Thread: Poor plan choice with partial unique indexes on jsonb column andsimple RLS policy (with test script)

Hi all,

I have recently encountered a strange poor query plan choice after implementing RLS.

My table has a number of partial indexes on a jsonb column and the query went from low number of milliseconds to several seconds as the planner chose a different index.

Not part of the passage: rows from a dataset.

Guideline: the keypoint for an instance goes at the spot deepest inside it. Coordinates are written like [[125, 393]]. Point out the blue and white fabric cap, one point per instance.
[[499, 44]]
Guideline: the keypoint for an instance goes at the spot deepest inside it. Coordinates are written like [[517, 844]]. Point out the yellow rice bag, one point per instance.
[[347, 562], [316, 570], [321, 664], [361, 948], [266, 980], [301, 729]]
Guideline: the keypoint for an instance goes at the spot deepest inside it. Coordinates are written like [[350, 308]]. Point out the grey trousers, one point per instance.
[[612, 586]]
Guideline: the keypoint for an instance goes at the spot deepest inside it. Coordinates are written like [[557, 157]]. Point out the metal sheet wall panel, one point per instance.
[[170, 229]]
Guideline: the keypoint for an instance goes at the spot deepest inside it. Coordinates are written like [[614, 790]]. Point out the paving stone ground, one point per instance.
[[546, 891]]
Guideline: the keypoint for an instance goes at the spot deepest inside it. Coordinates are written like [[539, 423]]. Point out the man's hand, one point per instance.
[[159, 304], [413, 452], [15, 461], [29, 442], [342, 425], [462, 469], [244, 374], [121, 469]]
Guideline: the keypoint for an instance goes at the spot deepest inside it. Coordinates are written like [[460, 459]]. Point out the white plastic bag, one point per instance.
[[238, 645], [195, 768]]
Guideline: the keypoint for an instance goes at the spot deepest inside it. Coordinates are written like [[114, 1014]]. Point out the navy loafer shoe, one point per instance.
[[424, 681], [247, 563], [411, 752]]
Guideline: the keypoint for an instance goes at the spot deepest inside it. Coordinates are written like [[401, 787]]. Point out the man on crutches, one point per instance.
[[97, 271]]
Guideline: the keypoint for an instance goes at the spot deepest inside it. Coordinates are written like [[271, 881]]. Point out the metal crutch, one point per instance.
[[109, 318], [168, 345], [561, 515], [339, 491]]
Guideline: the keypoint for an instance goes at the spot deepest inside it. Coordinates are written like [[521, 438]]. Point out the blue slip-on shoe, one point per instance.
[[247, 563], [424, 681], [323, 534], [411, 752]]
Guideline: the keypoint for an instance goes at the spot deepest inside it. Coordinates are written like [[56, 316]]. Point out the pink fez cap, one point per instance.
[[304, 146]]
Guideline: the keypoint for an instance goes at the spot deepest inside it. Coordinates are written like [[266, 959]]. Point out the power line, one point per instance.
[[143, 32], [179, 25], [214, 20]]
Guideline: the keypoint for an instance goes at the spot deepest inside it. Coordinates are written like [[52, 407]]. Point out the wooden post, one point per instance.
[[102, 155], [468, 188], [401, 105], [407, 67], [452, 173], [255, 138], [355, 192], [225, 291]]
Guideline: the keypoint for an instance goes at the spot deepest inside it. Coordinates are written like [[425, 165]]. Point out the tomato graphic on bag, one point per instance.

Simply stated, in the jsonb column case, "using ( (select true) )" instead of "using (true)" produces a bad plan, illustrated below:

postgres=# create policy testing_s ON testing for select to testing_user using (
postgres(#     true
postgres(# );

postgres=# set role testing_user;
SET

postgres=> explain (analyze) select * from testing where data->'value' = to_jsonb(10) and type_id = 10 and latest is true;
                                                  QUERY PLAN                                                  
---------------------------------------------------------------------------------------------------------------
 Index Scan using i_10 on testing  (cost=0.15..8.17 rows=1 width=49) (actual time=0.007..0.008 rows=1 loops=1)
   Index Cond: ((data -> 'value'::text) = to_jsonb(10))
 Planning Time: 0.221 ms
 Execution Time: 0.017 ms
(4 rows)

postgres=# alter policy testing_s ON testing to testing_user using (
postgres(#     (select true)
postgres(# );

postgres=> explain (analyze) select * from testing where data->'value' = to_jsonb(10) and type_id = 10 and latest is true;
                                                    QUERY PLAN                                                    
------------------------------------------------------------------------------------------------------------------
 Bitmap Heap Scan on testing  (cost=9.16..17582.89 rows=1 width=49) (actual time=0.088..0.877 rows=1 loops=1)
   Recheck Cond: ((type_id = 10) AND (latest IS TRUE))
   Filter: ($0 AND ((data -> 'value'::text) = to_jsonb(10)))
   Rows Removed by Filter: 199
   Heap Blocks: exact=185
   InitPlan 1 (returns $0)
     ->  Result  (cost=0.00..0.01 rows=1 width=1) (actual time=0.000..0.000 rows=1 loops=1)
   ->  Bitmap Index Scan on i_10  (cost=0.00..9.14 rows=7500 width=0) (actual time=0.012..0.012 rows=200 loops=1)
 Planning Time: 0.306 ms
 Execution Time: 0.894 ms
(10 rows)

Tested on PostgreSQL 11.1 (Debian 11.1-1.pgdg90+1) on x86_64-pc-linux-gnu, compiled by gcc (Debian 6.3.0-18+deb9u1) 6.3.0 20170516, 64-bit

My two full tests cases are linked below, the first works as expected, the second produces a bad plan:


This problem seems to make row level security unusable for me, I am missing something in regards to RLS and indexes on jsonb?

Alastair
Alastair McKinley <a.mckinley@analyticsengines.com> writes:
> I have recently encountered a strange poor query plan choice after implementing RLS.
> My table has a number of partial indexes on a jsonb column and the query went from low number of milliseconds to
severalseconds as the planner chose a different index. 
> Simply stated, in the jsonb column case, "using ( (select true) )" instead of "using (true)" produces a bad plan,
illustratedbelow: 

If the planner isn't sure you have access to all rows in the table,
that disables some of its ability to estimate where-clause selectivity.
In particular it can't run "leaky" where-clauses against all values in
the table's statistics entries to see how many pass, because a nefarious
user could use that to glean info about what's in the table.  Eyeing your
test query, it looks like the issue is that jsonb "->" isn't leakproof,
so that clause falls back to a default selectivity estimate, and you
get a bad plan as a result.

            regards, tom lane



Hi Tom,

Thank you for having a look at this.  In the interim I discovered that I could trigger the issue by creating a security barrier view, whereas a regular view worked fine, so I think that also points to your conclusion about leakyness?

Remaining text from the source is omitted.